Несколько мгновений Гяур растерянно глядел на графиню.
– Но здесь не требуется никакого объяснения, – тихо и предельно вежливо проговорил он. – Тем более при вашем "далеко не походно-бивуачном" воспитании…
– Эй, кто здесь хозяин?! – спасительно прервал его беспомощное оправдание властный голос. И сразу же послышалось, как в ворота начали колотить чем-то металлическим. – Немедленно откройте! Именем короля!
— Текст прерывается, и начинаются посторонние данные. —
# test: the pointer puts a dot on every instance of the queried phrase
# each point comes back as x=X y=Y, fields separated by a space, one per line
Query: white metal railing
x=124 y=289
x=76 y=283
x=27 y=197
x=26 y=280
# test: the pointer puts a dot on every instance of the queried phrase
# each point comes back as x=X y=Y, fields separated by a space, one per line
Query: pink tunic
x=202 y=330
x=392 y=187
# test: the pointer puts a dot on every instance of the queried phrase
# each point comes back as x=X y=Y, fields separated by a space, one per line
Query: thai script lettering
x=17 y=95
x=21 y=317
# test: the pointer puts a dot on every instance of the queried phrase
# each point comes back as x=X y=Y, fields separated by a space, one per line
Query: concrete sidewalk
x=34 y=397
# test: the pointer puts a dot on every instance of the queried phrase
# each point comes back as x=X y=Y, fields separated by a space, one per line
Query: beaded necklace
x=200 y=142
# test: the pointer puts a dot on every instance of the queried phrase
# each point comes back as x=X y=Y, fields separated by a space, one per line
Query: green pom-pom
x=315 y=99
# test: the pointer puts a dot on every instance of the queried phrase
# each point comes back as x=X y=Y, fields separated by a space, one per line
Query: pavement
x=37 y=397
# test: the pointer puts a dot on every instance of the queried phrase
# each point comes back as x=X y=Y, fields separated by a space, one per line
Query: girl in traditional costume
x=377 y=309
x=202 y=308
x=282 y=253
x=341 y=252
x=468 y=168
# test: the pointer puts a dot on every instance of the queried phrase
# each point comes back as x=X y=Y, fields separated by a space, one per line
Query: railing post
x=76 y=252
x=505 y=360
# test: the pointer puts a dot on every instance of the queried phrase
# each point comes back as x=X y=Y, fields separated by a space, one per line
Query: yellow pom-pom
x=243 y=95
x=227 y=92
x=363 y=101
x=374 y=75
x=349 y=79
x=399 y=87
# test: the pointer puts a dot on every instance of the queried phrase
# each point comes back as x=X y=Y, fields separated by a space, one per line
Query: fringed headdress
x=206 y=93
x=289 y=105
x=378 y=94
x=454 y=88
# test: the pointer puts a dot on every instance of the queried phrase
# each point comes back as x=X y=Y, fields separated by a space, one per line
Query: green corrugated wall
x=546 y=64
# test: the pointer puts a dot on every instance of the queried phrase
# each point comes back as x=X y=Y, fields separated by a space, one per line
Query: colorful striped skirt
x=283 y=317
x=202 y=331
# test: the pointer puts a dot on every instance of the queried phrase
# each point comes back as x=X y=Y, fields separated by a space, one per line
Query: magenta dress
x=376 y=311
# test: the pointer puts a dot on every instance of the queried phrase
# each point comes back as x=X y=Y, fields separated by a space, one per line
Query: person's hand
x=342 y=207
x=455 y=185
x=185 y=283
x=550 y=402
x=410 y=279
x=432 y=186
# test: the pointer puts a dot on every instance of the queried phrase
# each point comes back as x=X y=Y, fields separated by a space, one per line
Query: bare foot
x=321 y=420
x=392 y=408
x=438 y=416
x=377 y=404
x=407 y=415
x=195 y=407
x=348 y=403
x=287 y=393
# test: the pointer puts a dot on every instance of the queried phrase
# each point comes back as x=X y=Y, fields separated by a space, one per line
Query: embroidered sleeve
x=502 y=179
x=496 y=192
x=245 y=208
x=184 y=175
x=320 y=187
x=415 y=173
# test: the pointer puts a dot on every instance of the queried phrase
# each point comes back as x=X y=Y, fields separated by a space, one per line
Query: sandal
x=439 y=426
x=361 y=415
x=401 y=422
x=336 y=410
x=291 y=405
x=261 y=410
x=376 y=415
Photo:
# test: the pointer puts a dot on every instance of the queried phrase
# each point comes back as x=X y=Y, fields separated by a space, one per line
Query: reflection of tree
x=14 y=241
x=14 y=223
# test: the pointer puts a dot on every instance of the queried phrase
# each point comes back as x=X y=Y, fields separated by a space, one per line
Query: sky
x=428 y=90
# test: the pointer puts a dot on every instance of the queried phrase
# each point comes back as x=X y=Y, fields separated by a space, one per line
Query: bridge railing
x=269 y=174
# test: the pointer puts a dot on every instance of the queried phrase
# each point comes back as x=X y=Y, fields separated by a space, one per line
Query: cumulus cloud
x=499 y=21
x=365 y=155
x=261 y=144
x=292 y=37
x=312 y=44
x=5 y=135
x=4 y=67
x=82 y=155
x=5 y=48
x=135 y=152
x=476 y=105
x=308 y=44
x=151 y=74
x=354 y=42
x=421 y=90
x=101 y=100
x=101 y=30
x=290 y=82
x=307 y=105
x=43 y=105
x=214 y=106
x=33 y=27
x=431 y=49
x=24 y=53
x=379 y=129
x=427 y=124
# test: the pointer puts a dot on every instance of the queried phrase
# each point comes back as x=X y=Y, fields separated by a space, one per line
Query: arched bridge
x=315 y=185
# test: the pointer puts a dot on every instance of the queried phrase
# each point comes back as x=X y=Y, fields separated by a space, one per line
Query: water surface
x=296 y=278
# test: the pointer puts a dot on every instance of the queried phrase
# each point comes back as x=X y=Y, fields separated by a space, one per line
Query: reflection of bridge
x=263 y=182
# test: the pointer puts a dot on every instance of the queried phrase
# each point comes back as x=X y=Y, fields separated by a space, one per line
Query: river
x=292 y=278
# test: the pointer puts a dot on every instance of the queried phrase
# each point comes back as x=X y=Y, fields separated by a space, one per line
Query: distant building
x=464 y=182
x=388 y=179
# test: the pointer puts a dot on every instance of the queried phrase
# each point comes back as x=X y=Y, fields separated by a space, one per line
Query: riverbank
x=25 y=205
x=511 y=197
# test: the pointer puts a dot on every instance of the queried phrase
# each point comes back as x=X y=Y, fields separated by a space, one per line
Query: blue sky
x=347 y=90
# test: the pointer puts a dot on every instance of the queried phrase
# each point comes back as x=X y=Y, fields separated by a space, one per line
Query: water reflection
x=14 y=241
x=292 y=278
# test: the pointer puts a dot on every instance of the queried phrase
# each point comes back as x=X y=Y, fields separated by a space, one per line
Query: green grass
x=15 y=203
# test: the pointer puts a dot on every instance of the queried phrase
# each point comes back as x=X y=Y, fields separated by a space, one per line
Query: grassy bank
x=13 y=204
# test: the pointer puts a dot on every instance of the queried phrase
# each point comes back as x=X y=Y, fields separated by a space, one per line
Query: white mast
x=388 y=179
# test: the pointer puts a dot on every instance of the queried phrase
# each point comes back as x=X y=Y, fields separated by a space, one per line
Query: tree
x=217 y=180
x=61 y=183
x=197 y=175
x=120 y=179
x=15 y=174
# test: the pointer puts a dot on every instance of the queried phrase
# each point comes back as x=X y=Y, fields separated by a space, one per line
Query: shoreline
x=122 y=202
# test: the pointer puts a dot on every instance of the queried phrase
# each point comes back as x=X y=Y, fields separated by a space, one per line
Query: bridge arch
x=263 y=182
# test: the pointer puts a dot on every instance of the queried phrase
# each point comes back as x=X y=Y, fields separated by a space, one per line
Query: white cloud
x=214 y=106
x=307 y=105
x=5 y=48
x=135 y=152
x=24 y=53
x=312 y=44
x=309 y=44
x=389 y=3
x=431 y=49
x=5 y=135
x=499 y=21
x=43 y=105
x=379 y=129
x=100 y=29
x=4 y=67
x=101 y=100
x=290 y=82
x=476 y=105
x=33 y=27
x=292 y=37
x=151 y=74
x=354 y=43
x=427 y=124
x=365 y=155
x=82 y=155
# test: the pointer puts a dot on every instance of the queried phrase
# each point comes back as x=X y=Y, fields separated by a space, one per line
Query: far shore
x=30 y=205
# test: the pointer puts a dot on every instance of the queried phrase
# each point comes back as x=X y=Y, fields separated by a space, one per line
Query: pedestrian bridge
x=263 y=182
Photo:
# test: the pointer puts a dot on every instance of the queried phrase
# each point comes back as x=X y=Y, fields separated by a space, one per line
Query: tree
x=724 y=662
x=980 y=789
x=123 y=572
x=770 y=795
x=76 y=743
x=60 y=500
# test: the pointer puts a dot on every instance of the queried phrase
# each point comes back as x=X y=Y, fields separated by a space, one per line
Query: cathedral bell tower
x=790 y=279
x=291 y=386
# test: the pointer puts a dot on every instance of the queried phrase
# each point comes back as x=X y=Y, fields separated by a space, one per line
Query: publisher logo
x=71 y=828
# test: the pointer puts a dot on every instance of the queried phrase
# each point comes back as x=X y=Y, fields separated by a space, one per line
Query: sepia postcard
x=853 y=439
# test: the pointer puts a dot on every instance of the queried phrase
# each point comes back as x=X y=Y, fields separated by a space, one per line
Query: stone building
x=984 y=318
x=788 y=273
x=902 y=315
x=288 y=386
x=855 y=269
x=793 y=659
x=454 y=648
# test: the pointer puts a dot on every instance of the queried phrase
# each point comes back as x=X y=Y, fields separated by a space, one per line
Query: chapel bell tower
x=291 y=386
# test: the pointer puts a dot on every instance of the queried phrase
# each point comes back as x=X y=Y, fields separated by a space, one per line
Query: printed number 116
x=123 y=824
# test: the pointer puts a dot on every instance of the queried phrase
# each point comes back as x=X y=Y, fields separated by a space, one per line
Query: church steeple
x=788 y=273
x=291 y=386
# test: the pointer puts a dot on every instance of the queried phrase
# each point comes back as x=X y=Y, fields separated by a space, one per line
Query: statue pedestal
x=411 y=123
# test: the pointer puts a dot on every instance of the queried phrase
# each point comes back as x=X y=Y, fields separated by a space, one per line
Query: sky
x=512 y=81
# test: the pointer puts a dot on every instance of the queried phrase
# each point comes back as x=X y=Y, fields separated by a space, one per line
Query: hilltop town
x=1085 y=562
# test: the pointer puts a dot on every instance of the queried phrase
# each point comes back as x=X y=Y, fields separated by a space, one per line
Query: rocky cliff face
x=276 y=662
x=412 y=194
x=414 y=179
Немедленно откройте ворота!
Гяур и Диана де Ляфер снова переглянулись.
Графиня подошла к окну, уперлась лбом в стекло, пытаясь высмотреть, что там происходит, кто это так напористо врывается в их обитель. Однако ворота оставались где-то слева, и ни она, ни Гяур разглядеть что-либо отсюда не могли.
– Именем короля! – закричали во дворе уже в три или четыре глотки. – Мы требуем немедленно открыть ворота!
– А вот и люди, с которыми вам и вашим воинам представляется возможность пообщаться на том самом "нормальном человеческом языке", – с леденящей душу холодностью процедила графиня, с нескрываемым презрением глядя на Гяура. Князь был поражен тем, как мгновенно изменилось отношение к нему. – Правда, не забывайте, что, пользуясь им, вам придется усиленно жестикулировать своей драгунской саблей.